The French Foreign Legion, that grueling, highly disciplined infantry branch of the French Army where a citizen of any country can enlist. The habitat for the loner, the last chance for fugitives and scoundrels to achieve gallantry, and for many years, the arbitrary career option of every fourth-grader who’d alienated his friends and whose parents wouldn’t let him stay up past his bedtime. Ballads, books, and sweeping dramas told the stirring tales of those diverse soldiers marching through the hot deserts. The most famous of these is of course P.C. Wren’s 1924 best-seller Beau Geste, adapted multiple times for stage, screen, and TV.  But on Sunday, February 17th & Monday, February 18th, the New Beverly raises its bayonets only to tickle your funnybone with two Foreign Legion farces, starring some of the greatest beaux jesters demonstrating their amazing physical precision in the service of manifest merriment.

 

The Flying Deuces

 

The mission begins with the iconic Laurel & Hardy in The Flying Deuces from 1939, where Stan and Ollie join the Foreign Legion after Ollie becomes suicidal over an unrequited love. However, the boys are ill-suited for desert drudgery, and their bad behavior puts them square in the path of being shot at sunrise. Even worse, the one friend they still have in the corps is the husband of Ollie’s would-be object of affection! Will they escape this fine mess by creating another one?

 

 

Deuces was the first feature the duo made separate from their longstanding relationship with producer Hal Roach. The screenplay revisits the idea of Foreign Legion enlistment previously explored in the duo’s short film Beau Hunks, and was created by a team including fellow Roach company comedians Harry Langdon and Charley Rogers. Well-remembered moments from the film include the boys doing what appears to be a hut-sized backlog of laundry, and Stan performing “The World is Waiting for the Sunrise” on a bedspring.
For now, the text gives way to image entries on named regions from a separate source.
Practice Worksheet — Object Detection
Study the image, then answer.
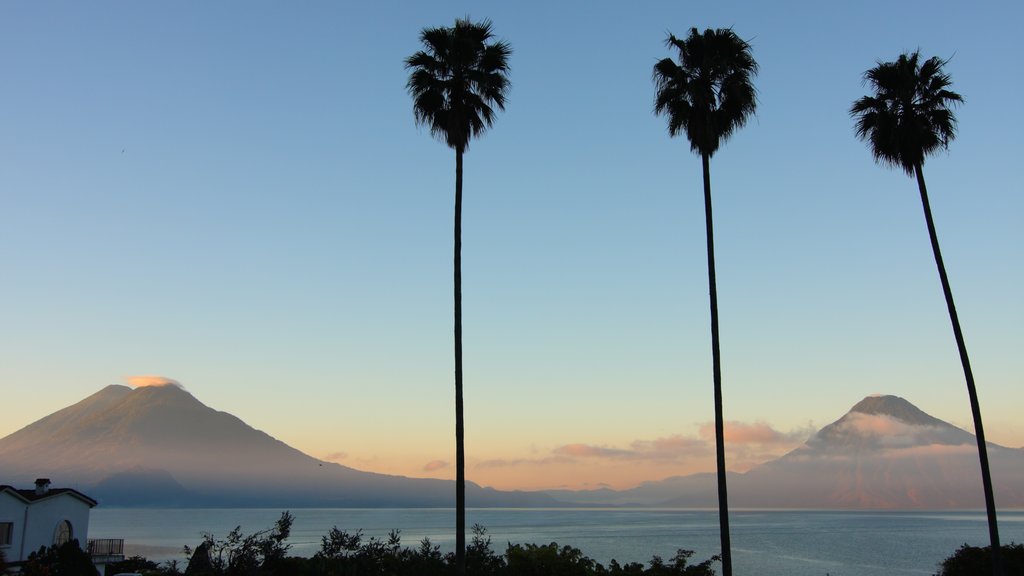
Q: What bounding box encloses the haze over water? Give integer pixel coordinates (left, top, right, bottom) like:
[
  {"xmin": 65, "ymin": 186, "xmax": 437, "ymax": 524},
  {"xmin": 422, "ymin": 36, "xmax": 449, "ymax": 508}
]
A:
[{"xmin": 90, "ymin": 508, "xmax": 1024, "ymax": 576}]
The laundry scene was filmed at Iverson Movie Ranch, at one time the most-popular outdoor location for Hollywood filmmaking, and staged in what is called the “Garden of the Gods,” a preserved section of the otherwise now-developed site which is still open to the public.

The straight men giving and getting grief from the antics are Reginald Gardiner, familiar from Chaplin’s The Great Dictator and Christmas in Connecticut, and Charles B. Middleton, who first portrayed intergalactic dictator Ming the Merciless in the Flash Gordon serials; Middleton had previously played a Legion commandant in Beau Hunks as well. Frequent Laurel & Hardy foil Jimmy Finlayson also appears as a jailer. Director A. Edward Sutherland had previously directed W.C. Fields in the silent comedy It’s the Old Army Game (where he also cast and briefly married iconic star Louise Brooks), and later directed Abbott & Costello in One Night in the Tropics.

 

LastRemakeprototype

Prototype poster courtesy of Alan Spencer

 

Meanwhile, in The Last Remake of Beau Geste from 1977, shame befalls the noble Geste family when their patriarch’s scheming new young wife Flavia (Ann-Margret) sets to seize his fortune, beginning with the family’s priceless Blue Water Sapphire, which is stolen before she can snatch it. Dignified son Beau (Michael York), suspected of the crime, joins the Foreign Legion, while his hapless twin brother Digby (Marty Feldman) takes the fall and goes to prison, then escapes to join him while Flavia follows their trail. The brothers, under the brutal tutelage of cannon-legged Sergeant Markov (Peter Ustinov), will have to fend off local warlord attacks as well as their golddigging stepmother in a rollicking story that, to paraprhase Feldman’s friends in Monty Python, makes the original Beau Geste look like a drama!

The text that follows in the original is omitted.